Tuning with JOCL



I have been working with an simple example to tuning my JOCL software.

Lots of things could be done like use pinned memory, zero copy, using single precision and math relaxing.

Now im generating input data in a seperate CPU thread and doing init for JOCL in the main CPU thread. This takes sometimes 200-800ms to generate the inputdata to the kernel (superlarge input).

What I cant figure out is to tuning the JOCL startup, as of now it takes around 400-600ms to initialize JOCL.

Is there so good way like doing the startup in 2 threads or some other solutions, should be very nice
if this could be cut in half to 200-300 ms :slight_smile:





Admittedly, I never did (and hardly do) consider a startup time of 400ms as critical, compared to the overhead of starting the JVM. It’s not entirely clear what the application pattern is, and where these 400ms come from. IF (!) they are due the initialization of OpenCL (obtaining platform, context and device), then there’s no way to avoid this (one could only try to do it earlier, at a point where 400ms don’t harm). The main overhead that could be caused by JOCL itself is the unpacking and loading of the native library (but the unpacking should only happen ONCE - after that, the library should be in the TEMP folder, and loaded from there). One could then try to load the JOCL class earlier, but that’s just a vague guess.

Do you know more exactly where these 400ms come from?



Hi Marco

Sure, its not critical with 400 or 600 ms. Would just be nice to make it shorter if possible. Lets say the calculations only is done in 300ms then another 400-600ms is needed just for the default init.

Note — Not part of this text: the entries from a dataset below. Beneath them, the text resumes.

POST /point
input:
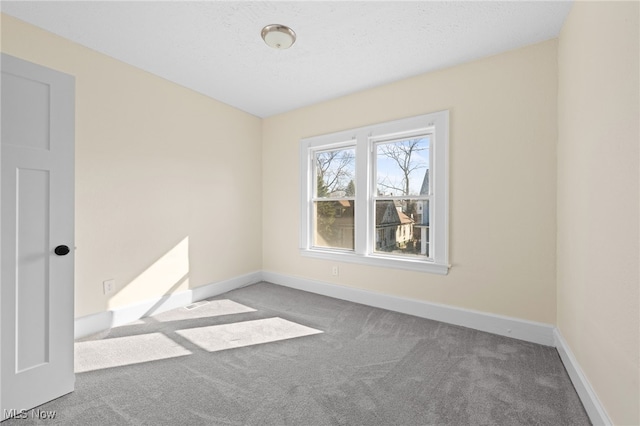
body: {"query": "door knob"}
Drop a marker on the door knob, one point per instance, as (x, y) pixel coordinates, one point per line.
(61, 250)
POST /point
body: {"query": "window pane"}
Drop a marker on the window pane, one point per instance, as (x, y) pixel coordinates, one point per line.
(403, 167)
(335, 172)
(402, 227)
(334, 224)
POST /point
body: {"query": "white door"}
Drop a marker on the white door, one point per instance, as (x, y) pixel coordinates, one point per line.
(37, 216)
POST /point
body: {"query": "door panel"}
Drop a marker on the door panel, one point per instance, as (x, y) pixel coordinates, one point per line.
(37, 187)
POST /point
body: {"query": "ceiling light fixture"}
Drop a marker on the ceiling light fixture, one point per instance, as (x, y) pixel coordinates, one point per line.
(278, 36)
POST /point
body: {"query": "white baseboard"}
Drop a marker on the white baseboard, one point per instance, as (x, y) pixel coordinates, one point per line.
(92, 324)
(590, 401)
(502, 325)
(535, 332)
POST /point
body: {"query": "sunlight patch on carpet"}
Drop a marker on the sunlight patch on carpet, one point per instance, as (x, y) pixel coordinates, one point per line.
(120, 351)
(204, 309)
(246, 333)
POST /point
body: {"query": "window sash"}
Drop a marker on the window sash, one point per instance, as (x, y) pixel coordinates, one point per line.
(364, 140)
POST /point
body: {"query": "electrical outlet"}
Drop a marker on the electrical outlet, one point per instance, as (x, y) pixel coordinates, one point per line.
(108, 286)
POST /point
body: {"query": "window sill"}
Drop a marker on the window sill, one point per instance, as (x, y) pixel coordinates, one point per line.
(378, 260)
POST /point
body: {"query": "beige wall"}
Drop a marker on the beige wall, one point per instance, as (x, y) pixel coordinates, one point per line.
(503, 179)
(598, 200)
(168, 192)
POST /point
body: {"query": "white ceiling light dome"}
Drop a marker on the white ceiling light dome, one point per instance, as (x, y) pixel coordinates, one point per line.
(278, 36)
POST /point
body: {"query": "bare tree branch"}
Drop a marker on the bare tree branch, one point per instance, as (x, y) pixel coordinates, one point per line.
(401, 153)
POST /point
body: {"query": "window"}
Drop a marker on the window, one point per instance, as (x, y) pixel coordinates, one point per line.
(378, 195)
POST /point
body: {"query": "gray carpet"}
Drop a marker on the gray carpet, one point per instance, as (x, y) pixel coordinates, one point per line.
(350, 365)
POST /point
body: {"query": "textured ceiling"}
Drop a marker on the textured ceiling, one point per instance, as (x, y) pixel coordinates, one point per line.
(214, 47)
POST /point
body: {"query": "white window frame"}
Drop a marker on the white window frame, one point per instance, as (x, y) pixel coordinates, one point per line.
(364, 139)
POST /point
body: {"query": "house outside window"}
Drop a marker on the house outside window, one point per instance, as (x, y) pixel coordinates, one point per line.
(378, 195)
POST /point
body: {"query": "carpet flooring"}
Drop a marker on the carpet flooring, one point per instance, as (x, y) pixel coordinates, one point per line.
(271, 355)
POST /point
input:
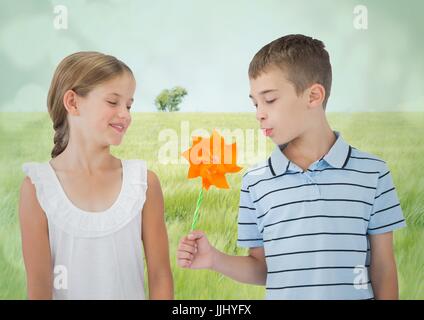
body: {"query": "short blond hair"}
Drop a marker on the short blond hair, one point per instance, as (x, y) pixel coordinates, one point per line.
(304, 60)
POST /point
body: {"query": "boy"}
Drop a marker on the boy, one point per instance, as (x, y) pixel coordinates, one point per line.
(318, 215)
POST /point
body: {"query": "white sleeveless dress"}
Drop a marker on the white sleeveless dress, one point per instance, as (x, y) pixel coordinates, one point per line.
(95, 255)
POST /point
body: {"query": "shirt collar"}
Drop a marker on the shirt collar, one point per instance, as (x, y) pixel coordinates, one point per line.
(337, 156)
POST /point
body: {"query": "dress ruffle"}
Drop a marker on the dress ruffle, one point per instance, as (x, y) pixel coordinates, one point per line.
(62, 213)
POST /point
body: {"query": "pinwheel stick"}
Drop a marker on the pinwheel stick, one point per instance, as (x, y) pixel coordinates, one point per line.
(196, 211)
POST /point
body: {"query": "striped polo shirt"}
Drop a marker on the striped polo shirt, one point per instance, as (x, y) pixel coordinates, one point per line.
(314, 224)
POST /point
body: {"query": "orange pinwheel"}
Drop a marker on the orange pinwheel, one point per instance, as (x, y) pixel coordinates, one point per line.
(210, 158)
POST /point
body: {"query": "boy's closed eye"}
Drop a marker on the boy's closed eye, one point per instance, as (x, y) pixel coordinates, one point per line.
(113, 103)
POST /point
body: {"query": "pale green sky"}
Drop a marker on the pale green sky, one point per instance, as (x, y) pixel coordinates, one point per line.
(206, 46)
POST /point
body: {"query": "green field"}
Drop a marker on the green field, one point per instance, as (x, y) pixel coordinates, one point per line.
(395, 137)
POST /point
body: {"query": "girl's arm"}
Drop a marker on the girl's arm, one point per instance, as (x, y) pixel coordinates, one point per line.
(155, 241)
(35, 243)
(383, 267)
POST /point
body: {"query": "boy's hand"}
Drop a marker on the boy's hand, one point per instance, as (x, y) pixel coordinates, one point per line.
(195, 251)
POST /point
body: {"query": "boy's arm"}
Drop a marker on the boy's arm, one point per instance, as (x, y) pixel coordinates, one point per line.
(196, 252)
(383, 267)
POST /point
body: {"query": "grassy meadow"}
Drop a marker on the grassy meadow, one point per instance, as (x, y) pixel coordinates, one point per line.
(395, 137)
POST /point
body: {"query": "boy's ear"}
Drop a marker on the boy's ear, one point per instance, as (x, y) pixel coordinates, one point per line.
(70, 102)
(316, 95)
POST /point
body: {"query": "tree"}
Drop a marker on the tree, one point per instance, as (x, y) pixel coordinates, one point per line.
(168, 100)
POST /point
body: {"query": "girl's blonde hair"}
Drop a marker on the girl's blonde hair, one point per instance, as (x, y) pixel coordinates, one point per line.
(80, 72)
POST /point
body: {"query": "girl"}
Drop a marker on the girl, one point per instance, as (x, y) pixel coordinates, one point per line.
(85, 215)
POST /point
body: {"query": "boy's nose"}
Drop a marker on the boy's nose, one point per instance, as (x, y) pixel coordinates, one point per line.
(260, 115)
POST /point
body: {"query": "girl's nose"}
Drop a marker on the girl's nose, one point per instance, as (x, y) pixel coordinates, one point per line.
(260, 115)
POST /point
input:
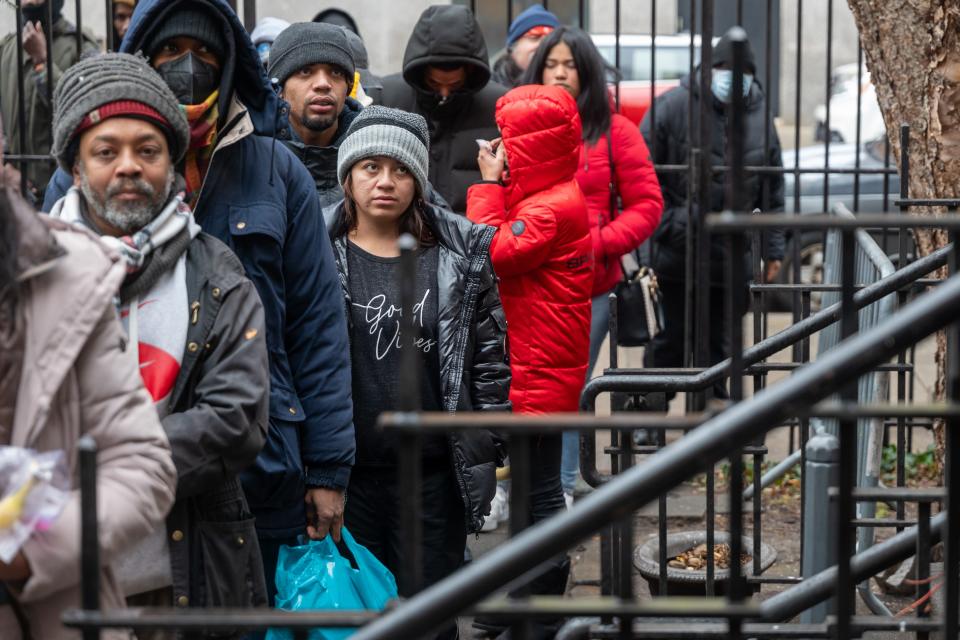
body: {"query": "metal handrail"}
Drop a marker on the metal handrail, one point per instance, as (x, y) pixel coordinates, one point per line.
(719, 438)
(638, 382)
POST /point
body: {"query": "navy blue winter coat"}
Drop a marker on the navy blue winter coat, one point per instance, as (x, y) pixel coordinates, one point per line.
(259, 199)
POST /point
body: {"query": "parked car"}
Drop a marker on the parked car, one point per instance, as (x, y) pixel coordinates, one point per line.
(844, 91)
(672, 63)
(841, 190)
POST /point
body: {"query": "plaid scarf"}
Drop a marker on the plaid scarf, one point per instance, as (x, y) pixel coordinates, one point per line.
(203, 137)
(169, 223)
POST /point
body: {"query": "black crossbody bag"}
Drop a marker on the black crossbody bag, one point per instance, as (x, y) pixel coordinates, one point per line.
(639, 310)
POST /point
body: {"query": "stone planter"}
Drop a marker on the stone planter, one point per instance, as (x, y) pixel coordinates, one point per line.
(681, 582)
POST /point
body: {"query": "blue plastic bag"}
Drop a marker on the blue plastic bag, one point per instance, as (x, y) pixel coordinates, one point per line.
(317, 576)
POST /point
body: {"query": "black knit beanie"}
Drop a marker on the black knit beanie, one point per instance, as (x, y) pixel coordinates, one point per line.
(306, 43)
(723, 54)
(191, 21)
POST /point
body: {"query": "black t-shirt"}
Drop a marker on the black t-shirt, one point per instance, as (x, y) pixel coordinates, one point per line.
(375, 343)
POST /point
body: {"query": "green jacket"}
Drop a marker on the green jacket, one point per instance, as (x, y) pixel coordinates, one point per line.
(39, 112)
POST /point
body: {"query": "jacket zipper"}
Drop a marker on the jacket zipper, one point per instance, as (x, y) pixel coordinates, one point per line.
(469, 303)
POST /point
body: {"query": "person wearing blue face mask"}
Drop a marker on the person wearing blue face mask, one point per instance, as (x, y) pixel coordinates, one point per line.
(669, 141)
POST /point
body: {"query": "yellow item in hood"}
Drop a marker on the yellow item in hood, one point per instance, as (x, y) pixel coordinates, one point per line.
(12, 506)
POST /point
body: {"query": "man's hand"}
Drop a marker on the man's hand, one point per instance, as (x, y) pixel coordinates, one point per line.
(773, 268)
(34, 42)
(491, 166)
(17, 571)
(324, 513)
(10, 176)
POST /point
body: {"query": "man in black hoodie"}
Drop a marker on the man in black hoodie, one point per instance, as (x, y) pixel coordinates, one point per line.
(669, 139)
(446, 79)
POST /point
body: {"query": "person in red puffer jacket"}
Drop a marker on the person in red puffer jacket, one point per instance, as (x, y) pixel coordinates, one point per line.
(614, 160)
(543, 254)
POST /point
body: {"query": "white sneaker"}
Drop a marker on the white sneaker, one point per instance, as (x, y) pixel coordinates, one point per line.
(499, 511)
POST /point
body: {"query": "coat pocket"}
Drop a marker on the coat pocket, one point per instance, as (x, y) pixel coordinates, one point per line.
(232, 566)
(276, 479)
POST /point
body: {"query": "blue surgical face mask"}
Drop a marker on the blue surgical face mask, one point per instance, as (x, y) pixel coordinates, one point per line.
(722, 84)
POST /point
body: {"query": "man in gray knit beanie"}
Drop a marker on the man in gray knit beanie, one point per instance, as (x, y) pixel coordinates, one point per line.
(314, 68)
(120, 132)
(113, 85)
(392, 133)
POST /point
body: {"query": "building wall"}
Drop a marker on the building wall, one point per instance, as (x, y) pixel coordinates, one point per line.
(813, 68)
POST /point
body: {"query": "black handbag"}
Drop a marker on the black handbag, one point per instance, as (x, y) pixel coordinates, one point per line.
(639, 308)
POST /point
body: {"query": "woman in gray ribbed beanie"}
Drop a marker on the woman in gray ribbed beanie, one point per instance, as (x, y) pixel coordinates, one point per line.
(459, 346)
(392, 137)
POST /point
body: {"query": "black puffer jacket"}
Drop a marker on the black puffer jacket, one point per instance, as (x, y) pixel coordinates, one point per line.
(671, 145)
(474, 371)
(217, 426)
(321, 162)
(445, 35)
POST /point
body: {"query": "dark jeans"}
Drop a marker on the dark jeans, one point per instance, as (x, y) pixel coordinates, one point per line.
(666, 350)
(373, 517)
(546, 500)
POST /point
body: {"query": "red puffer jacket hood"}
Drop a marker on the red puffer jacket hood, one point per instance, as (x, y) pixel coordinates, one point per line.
(542, 250)
(541, 133)
(641, 203)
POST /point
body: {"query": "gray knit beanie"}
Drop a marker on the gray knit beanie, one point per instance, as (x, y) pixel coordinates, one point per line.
(107, 79)
(382, 131)
(306, 43)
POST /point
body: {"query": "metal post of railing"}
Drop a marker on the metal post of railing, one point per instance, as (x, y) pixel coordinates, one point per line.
(702, 276)
(609, 537)
(923, 558)
(626, 540)
(521, 459)
(410, 465)
(951, 432)
(736, 309)
(111, 45)
(901, 300)
(826, 142)
(21, 103)
(820, 472)
(79, 26)
(616, 48)
(846, 608)
(89, 532)
(249, 15)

But as you said, its just needed once, after that the lib is loaded and can be reused :slight_smile:

The 400-600ms is coming from my own benchmark, this is for the normal startup time on my PC.

Its all between

cl_platform_id platforms[] = new cl_platform_id[1];
clGetPlatformIDs(platforms.length, platforms, null);
clBuildProgram(program, 0, null, null, null, null);
kernel = clCreateKernel(program, “somekernel”, null);




OK, then this involves also the compilation of the program. This can, in fact, take arbitrarily long. (IIRC there have been border cases of excessive nested loops, where some compilers basically seemed to do an optimization that took O(n^2) (or even longer), and where the PC seemingly hung up when trying to compile the program).

If this is really time critical, you can consider compiling the code only once and then load only the binaries, but this is a bit fiddly, less flexible, and it’s hard to tell beforehand whether this brings a noticable speedup.